Segredo do casamento é valorizar o outro em meio ao caos

Marcella Franco

Namoro é um negócio tão legal, mas tão legal, que a gente não tolera que algo tão legal esteja acontecendo com a nossa vida, e, então, a gente vai lá e destrói o namoro. E como é que a gente destrói o namoro? Transformando-o em casamento. E, na verdade nem precisa casar de verdade para destruir o namoro, envolver as famílias, a Justiça, Deus – não, só precisa mesmo é ir morar junto e dividir o mesmo espaço. A tal união das escovas de dentes tem poder explosivo igual ou maior que o da certidão lavrada em cartório.

A ver: agora a gente vai brigar não só por aquelas coisas todas que a gente já brigava. Agora, a gente vai brigar também por mais um montão de coisas novas, sendo algumas delas coisas que a gente nem sabia que existiam, que dirá que dava para brigar sobre. Mal posso esperar. Vai ter discussão por causa da louça suja. Da lista de mercado. Do rolo de papel higiênico para frente ou para trás.

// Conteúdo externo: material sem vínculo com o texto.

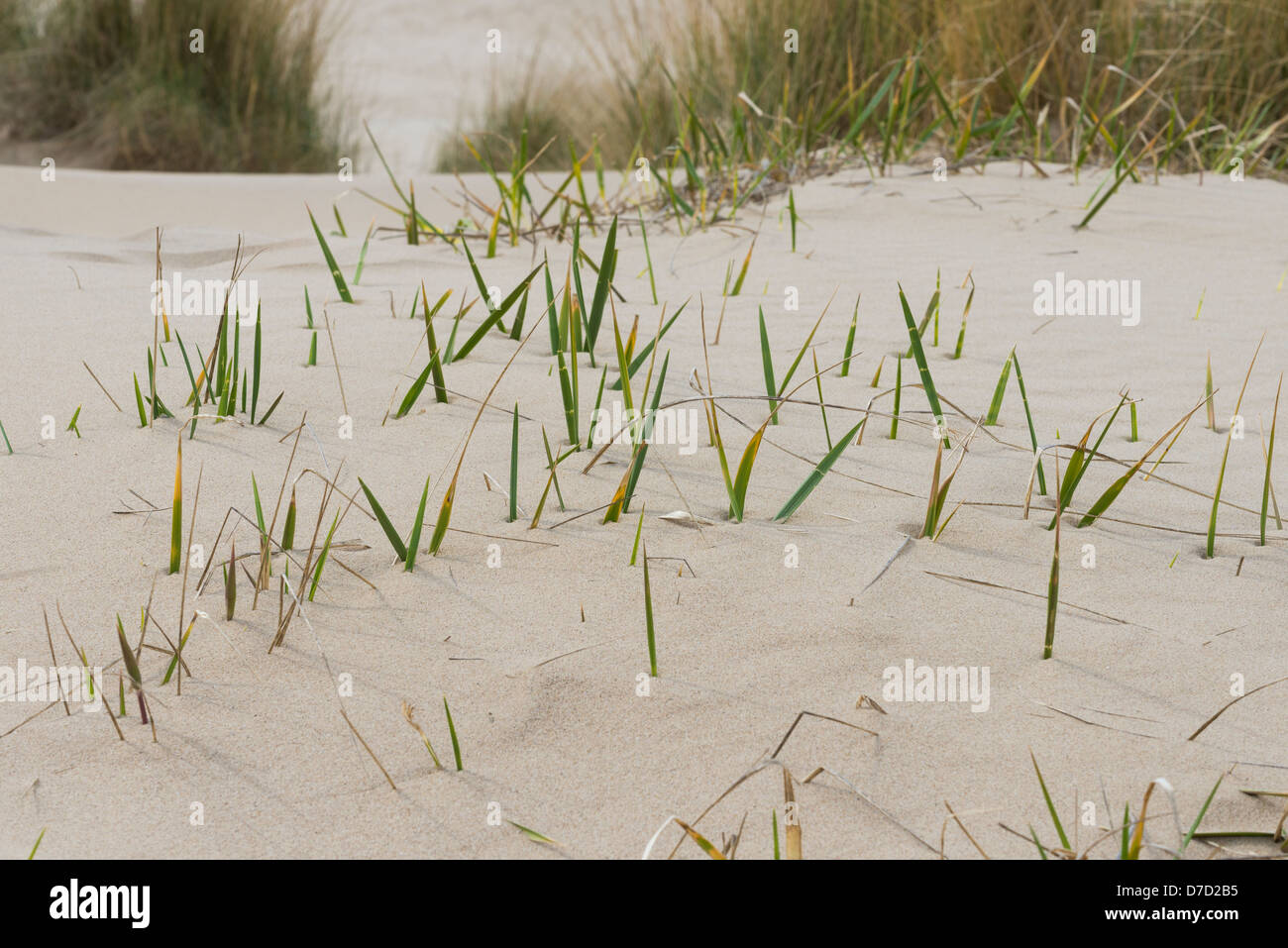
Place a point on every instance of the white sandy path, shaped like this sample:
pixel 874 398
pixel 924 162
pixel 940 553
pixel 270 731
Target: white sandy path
pixel 745 643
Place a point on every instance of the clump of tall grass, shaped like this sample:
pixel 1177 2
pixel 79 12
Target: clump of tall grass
pixel 123 84
pixel 708 86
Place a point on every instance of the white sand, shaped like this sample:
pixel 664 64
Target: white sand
pixel 745 643
pixel 552 728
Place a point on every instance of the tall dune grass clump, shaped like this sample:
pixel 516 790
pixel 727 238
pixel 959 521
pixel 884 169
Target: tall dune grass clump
pixel 127 84
pixel 1184 85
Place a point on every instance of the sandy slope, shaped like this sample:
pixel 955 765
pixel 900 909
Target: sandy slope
pixel 550 723
pixel 417 69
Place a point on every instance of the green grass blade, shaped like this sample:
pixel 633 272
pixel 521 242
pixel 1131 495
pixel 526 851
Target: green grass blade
pixel 330 261
pixel 413 540
pixel 999 393
pixel 326 548
pixel 451 729
pixel 648 618
pixel 919 356
pixel 514 467
pixel 818 473
pixel 394 540
pixel 1055 818
pixel 1028 416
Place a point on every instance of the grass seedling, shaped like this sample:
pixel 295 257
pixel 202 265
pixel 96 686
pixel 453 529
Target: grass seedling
pixel 288 527
pixel 1046 794
pixel 648 258
pixel 1198 819
pixel 898 390
pixel 231 583
pixel 999 393
pixel 639 531
pixel 445 510
pixel 1209 391
pixel 552 466
pixel 818 473
pixel 935 340
pixel 636 360
pixel 451 729
pixel 626 488
pixel 1054 582
pixel 413 540
pixel 138 398
pixel 1028 416
pixel 926 381
pixel 330 261
pixel 326 548
pixel 1270 456
pixel 593 414
pixel 132 669
pixel 362 254
pixel 767 361
pixel 648 618
pixel 791 213
pixel 1117 487
pixel 1081 460
pixel 961 333
pixel 822 404
pixel 1225 456
pixel 496 314
pixel 514 468
pixel 410 715
pixel 742 273
pixel 939 491
pixel 849 339
pixel 394 540
pixel 604 278
pixel 176 515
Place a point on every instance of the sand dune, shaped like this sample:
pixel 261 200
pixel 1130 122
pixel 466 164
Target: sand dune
pixel 755 621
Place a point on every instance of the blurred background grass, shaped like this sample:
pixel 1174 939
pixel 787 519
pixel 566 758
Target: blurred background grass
pixel 1172 84
pixel 115 82
pixel 1198 81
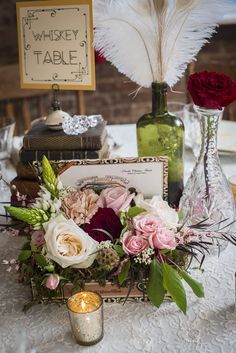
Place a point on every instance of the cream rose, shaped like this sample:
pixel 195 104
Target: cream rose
pixel 159 207
pixel 67 244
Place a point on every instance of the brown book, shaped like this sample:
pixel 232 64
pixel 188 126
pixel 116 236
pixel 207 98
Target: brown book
pixel 55 155
pixel 39 137
pixel 25 187
pixel 26 171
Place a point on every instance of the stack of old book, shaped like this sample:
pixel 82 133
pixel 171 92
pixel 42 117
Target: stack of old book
pixel 56 146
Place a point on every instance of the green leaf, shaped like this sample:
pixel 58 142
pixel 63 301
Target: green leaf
pixel 31 216
pixel 49 268
pixel 118 248
pixel 41 260
pixel 33 247
pixel 155 289
pixel 172 283
pixel 24 255
pixel 196 286
pixel 135 211
pixel 123 275
pixel 181 215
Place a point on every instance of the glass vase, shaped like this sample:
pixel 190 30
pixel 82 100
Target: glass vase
pixel 207 195
pixel 161 133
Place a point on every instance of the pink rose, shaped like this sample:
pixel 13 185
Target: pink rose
pixel 80 206
pixel 52 281
pixel 118 198
pixel 37 238
pixel 163 239
pixel 147 225
pixel 133 244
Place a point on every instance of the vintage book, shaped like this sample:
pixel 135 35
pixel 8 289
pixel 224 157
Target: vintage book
pixel 39 137
pixel 25 187
pixel 26 171
pixel 54 155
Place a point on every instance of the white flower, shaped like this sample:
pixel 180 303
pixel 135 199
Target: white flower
pixel 159 207
pixel 67 244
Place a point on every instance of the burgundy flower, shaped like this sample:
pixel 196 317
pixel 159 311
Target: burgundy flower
pixel 211 90
pixel 103 222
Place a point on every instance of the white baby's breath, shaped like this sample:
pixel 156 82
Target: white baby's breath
pixel 145 257
pixel 107 244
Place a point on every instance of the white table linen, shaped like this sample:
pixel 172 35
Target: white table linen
pixel 208 327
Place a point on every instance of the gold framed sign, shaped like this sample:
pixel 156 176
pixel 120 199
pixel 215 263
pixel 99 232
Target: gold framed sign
pixel 55 40
pixel 148 175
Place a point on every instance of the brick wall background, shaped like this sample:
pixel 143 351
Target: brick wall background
pixel 112 95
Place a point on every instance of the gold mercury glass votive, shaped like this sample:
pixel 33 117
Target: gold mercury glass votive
pixel 232 183
pixel 86 317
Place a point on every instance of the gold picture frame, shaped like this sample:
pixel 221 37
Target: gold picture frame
pixel 55 40
pixel 146 174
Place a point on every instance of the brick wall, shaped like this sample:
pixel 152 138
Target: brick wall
pixel 112 95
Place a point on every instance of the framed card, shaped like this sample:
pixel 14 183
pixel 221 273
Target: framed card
pixel 148 175
pixel 55 40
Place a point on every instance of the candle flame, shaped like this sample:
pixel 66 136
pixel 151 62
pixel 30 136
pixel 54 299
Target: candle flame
pixel 83 304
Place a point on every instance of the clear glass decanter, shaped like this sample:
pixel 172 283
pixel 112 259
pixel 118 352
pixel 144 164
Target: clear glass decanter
pixel 207 195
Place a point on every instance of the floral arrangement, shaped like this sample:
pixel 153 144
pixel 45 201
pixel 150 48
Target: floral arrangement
pixel 211 90
pixel 110 234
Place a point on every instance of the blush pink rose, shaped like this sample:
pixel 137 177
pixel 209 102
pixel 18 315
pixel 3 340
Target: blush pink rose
pixel 133 244
pixel 37 238
pixel 118 198
pixel 147 225
pixel 163 239
pixel 52 281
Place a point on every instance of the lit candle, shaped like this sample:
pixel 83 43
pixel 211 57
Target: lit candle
pixel 86 317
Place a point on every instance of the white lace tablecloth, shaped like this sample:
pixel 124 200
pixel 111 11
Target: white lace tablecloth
pixel 208 327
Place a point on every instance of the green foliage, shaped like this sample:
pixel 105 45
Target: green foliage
pixel 123 219
pixel 49 177
pixel 196 286
pixel 135 211
pixel 118 248
pixel 172 283
pixel 24 255
pixel 123 275
pixel 33 216
pixel 155 289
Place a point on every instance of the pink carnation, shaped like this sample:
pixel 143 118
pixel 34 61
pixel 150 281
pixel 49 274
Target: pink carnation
pixel 117 198
pixel 133 244
pixel 81 206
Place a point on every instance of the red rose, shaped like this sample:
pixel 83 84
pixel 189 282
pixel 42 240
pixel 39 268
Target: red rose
pixel 211 90
pixel 104 221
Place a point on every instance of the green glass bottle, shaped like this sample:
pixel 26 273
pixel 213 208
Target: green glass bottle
pixel 161 133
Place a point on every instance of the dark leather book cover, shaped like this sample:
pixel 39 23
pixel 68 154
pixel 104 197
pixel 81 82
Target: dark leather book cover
pixel 39 137
pixel 54 155
pixel 26 171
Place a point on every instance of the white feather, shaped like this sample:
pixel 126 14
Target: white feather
pixel 154 40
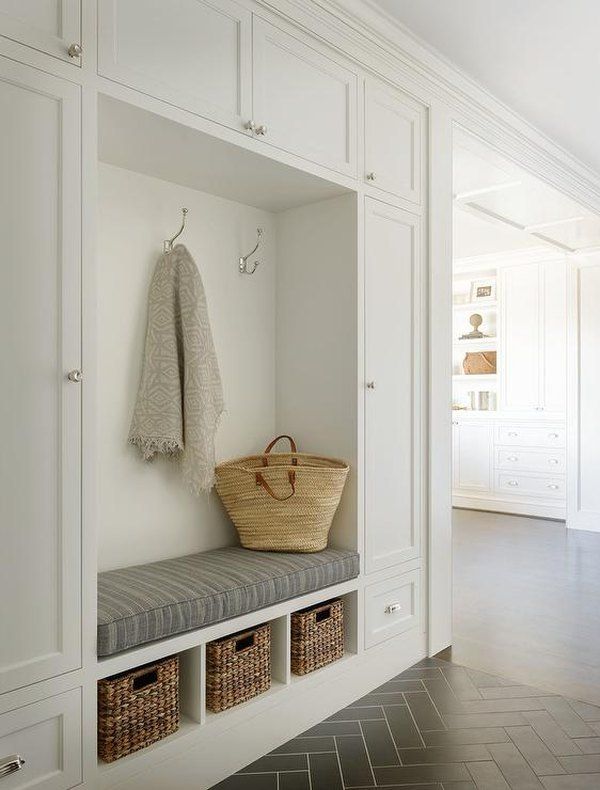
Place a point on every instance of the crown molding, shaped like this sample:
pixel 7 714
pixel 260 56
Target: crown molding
pixel 379 43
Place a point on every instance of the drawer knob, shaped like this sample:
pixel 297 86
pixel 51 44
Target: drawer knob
pixel 11 764
pixel 393 607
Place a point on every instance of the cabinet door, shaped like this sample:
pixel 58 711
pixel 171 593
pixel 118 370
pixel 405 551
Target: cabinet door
pixel 393 129
pixel 392 413
pixel 194 54
pixel 306 100
pixel 472 457
pixel 553 358
pixel 519 362
pixel 40 563
pixel 51 26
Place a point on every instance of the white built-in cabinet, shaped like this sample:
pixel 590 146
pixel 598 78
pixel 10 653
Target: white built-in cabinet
pixel 40 464
pixel 533 332
pixel 216 59
pixel 392 283
pixel 393 141
pixel 50 26
pixel 197 57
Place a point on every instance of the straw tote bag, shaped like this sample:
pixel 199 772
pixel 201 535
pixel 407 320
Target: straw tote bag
pixel 282 501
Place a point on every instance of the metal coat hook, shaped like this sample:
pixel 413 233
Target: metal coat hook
pixel 243 263
pixel 168 243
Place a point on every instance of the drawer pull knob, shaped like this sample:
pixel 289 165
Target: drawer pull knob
pixel 393 607
pixel 11 764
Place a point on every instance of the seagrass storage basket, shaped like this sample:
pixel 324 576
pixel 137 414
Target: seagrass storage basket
pixel 238 667
pixel 317 636
pixel 137 708
pixel 282 501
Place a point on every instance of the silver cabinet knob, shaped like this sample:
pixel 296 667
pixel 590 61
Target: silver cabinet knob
pixel 11 764
pixel 393 607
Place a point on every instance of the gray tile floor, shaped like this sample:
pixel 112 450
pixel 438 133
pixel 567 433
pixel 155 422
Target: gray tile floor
pixel 440 726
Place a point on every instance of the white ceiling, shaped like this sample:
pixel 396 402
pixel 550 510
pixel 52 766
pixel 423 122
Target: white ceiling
pixel 541 57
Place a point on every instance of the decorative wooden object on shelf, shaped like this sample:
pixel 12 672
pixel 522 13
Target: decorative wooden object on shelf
pixel 137 708
pixel 238 668
pixel 478 363
pixel 317 636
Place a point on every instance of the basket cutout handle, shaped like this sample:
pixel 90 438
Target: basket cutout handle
pixel 144 680
pixel 260 481
pixel 323 614
pixel 245 642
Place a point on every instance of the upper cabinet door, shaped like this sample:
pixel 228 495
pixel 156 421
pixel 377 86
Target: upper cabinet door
pixel 393 141
pixel 553 357
pixel 195 54
pixel 52 26
pixel 392 389
pixel 40 463
pixel 520 338
pixel 304 101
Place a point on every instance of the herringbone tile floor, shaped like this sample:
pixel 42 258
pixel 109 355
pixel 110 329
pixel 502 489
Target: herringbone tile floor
pixel 440 726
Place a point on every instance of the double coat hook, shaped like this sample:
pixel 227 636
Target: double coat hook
pixel 243 263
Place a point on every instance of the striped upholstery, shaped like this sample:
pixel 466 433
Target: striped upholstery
pixel 148 602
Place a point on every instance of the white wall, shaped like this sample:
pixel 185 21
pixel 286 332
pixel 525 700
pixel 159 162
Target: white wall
pixel 145 511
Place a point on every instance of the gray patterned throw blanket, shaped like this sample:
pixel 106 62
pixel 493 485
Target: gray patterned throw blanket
pixel 180 399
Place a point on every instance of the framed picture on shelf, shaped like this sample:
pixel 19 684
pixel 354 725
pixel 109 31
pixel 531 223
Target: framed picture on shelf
pixel 483 290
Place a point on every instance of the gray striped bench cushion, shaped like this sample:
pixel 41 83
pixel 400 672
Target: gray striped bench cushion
pixel 147 602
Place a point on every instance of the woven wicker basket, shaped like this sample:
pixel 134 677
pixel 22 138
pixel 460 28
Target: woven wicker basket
pixel 282 501
pixel 238 668
pixel 317 636
pixel 137 708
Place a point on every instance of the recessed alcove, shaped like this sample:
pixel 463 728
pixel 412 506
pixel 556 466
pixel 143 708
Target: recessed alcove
pixel 286 337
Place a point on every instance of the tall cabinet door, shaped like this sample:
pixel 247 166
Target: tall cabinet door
pixel 520 338
pixel 51 26
pixel 392 414
pixel 40 519
pixel 553 359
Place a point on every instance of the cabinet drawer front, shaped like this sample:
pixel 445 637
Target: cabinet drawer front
pixel 306 100
pixel 392 607
pixel 195 54
pixel 393 132
pixel 531 435
pixel 520 459
pixel 47 736
pixel 530 485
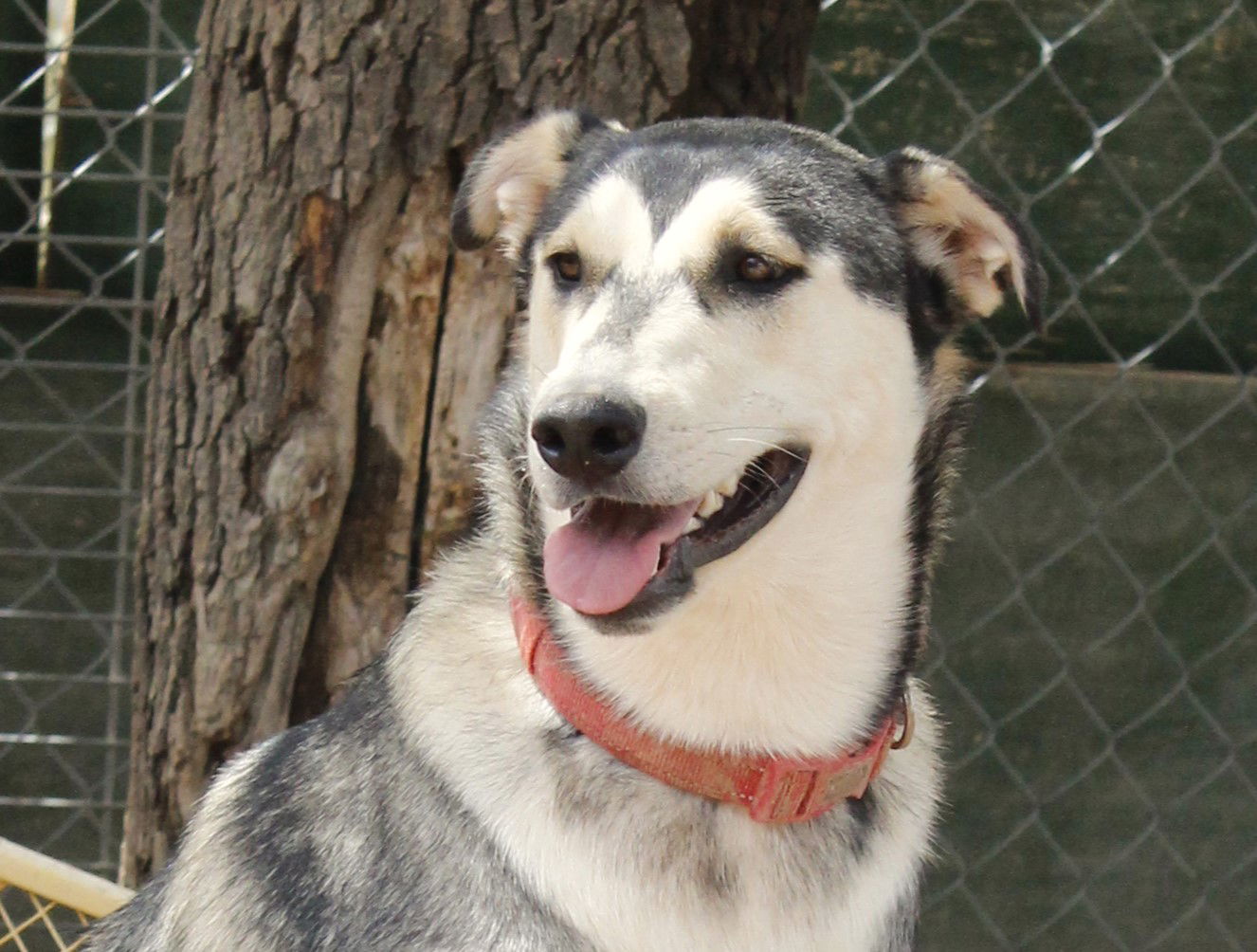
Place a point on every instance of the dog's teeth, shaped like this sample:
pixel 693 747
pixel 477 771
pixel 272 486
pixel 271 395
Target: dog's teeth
pixel 710 503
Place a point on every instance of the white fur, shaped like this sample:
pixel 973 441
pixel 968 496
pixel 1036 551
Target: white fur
pixel 787 643
pixel 488 732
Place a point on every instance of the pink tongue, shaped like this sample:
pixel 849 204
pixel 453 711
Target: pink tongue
pixel 601 559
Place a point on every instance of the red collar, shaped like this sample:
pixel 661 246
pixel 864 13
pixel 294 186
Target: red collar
pixel 771 789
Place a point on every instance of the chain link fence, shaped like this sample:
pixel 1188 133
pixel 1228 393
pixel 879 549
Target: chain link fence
pixel 1095 650
pixel 91 103
pixel 1096 610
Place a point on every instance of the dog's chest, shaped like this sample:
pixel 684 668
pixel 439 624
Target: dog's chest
pixel 635 866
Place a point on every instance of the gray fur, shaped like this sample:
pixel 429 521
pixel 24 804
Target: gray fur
pixel 369 828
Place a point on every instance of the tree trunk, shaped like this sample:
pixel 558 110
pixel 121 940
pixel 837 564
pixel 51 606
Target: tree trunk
pixel 319 357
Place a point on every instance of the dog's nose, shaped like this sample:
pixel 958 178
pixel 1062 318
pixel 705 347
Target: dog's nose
pixel 590 439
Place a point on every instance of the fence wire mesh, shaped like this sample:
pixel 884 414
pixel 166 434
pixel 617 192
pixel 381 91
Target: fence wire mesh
pixel 1096 610
pixel 1098 606
pixel 91 102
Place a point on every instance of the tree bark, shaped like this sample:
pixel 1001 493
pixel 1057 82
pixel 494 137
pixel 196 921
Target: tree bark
pixel 319 355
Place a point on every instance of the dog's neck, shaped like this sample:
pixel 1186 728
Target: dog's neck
pixel 791 646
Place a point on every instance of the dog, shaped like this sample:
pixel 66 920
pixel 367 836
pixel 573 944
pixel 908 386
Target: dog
pixel 663 698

A gente vai se controlar bem mais, também. Não só o controle daquelas coisas que todo casal tem ciúme, tipo saídas com os amigos com voltas no dia seguinte, ou o celular que não para de apitar com mensagens chegando em todos os aplicativos possíveis. Essas já são de praxe. Agora, a nova modalidade de ciúme vai ser sobre o tempo passado em frente à TV sem inclusão do parceiro. Ou mesmo o inédito controle sobre o tempo do banho ou do cocô alheios. Como se a TV, a privada ou o chuveiro fossem assustadoras ameaças à ordem e à felicidade de um relacionamento.

O problema maior do morar em uma mesma casa é que, com toda uma carta de assuntos para se bater boca novinha em folha à disposição, é uma tentação ao casal deixar de prestar atenção nas coisas divertidas. Se ficarem de muita picuinha, deixarão de ver que aqueles momentos pelos quais costumavam ter que esperar a semana inteirinha para acontecer agora estão ali, à disposição, para serem vividos todos os dias. Dividindo o mesmo teto, toda noite é noite de maratona Netflix. Qualquer hora é hora de campeonato de quem faz o outro ter mais orgasmos.

Ninguém está dizendo que vai ser fácil o tempo todo. Fora os desentendimentos, tem-se os outros pequenos ônus da convivência diária com um ser diferente (e talvez não tão evoluído quanto) de você. As escatologias, por exemplo. Quem já dormiu comigo, vestido ou pelado, sabe que sou uma pessoa que tem gases – e este é um assunto tabu em qualquer casamento, sejamos honestos. É praticamente o Voldemort da vida conjugal, aquele-de-quem-não-falamos-o-nome.

Tenho a sorte de que, desde que fui habitar o mesmo espaço que minha alma gêmea, vim parar em um bairro onde aviões passam voando muito baixo. O que, por um lado, atrapalha o sono de maneira impensável, por outro facilita o alívio e o desconforto intestinais de maneira praticamente incógnita. Aqui em Moema, a gente aproveita os pousos e as decolagens a cada três minutos para, sempre que se faz necessário, mixar o som de um pum com o do Airbus na janela. Só vi vantagens.

A perda de privacidade também pode ser outro ponto de tensão entre noivo e noiva, afinal, quem é que um dia sonhou com este momento, em que é preciso depender da agenda do outro para realizar tarefas tão mundanas quanto cortar as unhas do pé, escutar sertanejo ou mesmo se masturbar em frente ao computador? “Olha, amor, como eu sou legal, marquei para você esse curso de uma semana no interior, enquanto eu prometo ficar aqui morrendo de saudade”. Sorriso escroto, risada maligna.

Morar junto é tão desafiador que, ao invés de balde de gelo e abridor de vinho, as pessoas deveriam dar de presente ao novo casal alguns itens muito mais úteis no dia a dia, tipo: incentivo, serenidade, maturidade. Porque não há nada tão gostoso e trabalhoso ao mesmo tempo em todo o mundo. Por trás de uma fechadura em comum, é necessário expandir e estreitar o foco, simultaneamente – primeiro, para que a relação não se perca em discordâncias miúdas, e, segundo, para que não se mate o amor maior, perdido diante de um cotidiano tão vasto.

O segredo do casamento talvez esteja em valorizar tudo aquilo que no outro nos satisfaz, e que também nos enlouquece. Na alegria, na tristeza, no caos, no dia de faxina. É ir deitar, constantemente e lado a lado, e analisar as horas vividas como um bônus perto de quem deliberadamente escolhemos, sendo que havia tantas outras opções à disposição. É sentir-se, vez ou outra, apavorado, com profundo medo de perder aquela pessoa, porque não existiria, em todo mundo, ninguém com quem morar junto funcionaria tão bem.